Why it is necessary to defend the legitimacy of animal rights activism

The media in turn and in an almost widespread fashion, and in spite of having no evidence whatsoever, violated the rights of the accused, ignoring the presumption of innocence, accusing them of offences with which they have no connection and lacking any evidence to back their claims.

Not only that, some media sources spread egregious lies by stating that these organisations show how to construct explosive devices on their website. An extremely grave accusation that is totally false.

Given the gross falsity of the accusations, it appears that these arrests correspond to an interest in criminalising the animal rights movement, an interest that is shared by the sectors dedicated to animal exploitation (for example the fur industry lobby).
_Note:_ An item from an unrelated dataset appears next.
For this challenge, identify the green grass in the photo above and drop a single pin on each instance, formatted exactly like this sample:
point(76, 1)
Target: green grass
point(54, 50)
We need to defend, in the face of this persecution, the clear legitimacy of the activism carried out by Equanimal and Igualdad Animal. These organisations fulfill a key role in bringing to light the reality suffered by animals in our society, a task that within the Spanish state, only they are fulfilling. That is why, it is in the general public’s interest to reject the attempts to delegitimise and criminalise this movement, which is a sign of what may occur when the work of a person or organisation damages the interests of powerful and influential industries, as in the case of the fur industry in Spain.